The Queen giving a Lesson to Ladies on their Bonnets.—The "Dublin Evening Mail" has the following hit on bonnets: "We may mention, for the information of our fair readers, that the queen wore a pink bonnet (on her visit to the Exhibition) which her majesty wore on her head, be it remarked, and whose shape we wish we could induce the milliners of the present day to adopt, instead of those absurd things which hang half way down the backs of young ladies, giving a brazen expression to the fairest and most delicate features, and an appearance of being high-shouldered to even graceful figures."


One would naturally suppose that where there is an article that is pleasant and every way agreeable, and costs but little, a great deal of it would be used. "Civility" costs nothing, and yet how little of it is in use! We are reminded of this by the following anecdote: When old Zachariah Fox, the great merchant, of Liverpool, was asked by what means he contrived to realize so large a fortune as he possessed, his reply was—

"Friend, by one article alone, and in which thou mayest deal too, if thou pleasest—it is civility."

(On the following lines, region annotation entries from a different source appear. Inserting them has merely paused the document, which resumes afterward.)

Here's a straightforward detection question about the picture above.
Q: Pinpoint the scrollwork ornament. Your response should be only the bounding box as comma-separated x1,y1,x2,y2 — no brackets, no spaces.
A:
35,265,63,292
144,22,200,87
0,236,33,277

"Those who have lost an infant are never, as it were, without an infant child. The other children grow up to manhood and womanhood, and suffer all the changes of mortality; but this one alone is rendered an immortal child, for death has arrested it with its kindly harshness, and blessed it into an eternal image of youth and innocence."


The "State of Matrimony" is one of the United States. It is bounded by a ring on one side and a cradle on the other. The climate is sultry till you pass the tropics of housekeeping, when squally weather sets in with such power as to keep all hands as cool as cucumbers. For the principal roads leading to this interesting state, consult the first pair of blue eyes you run against.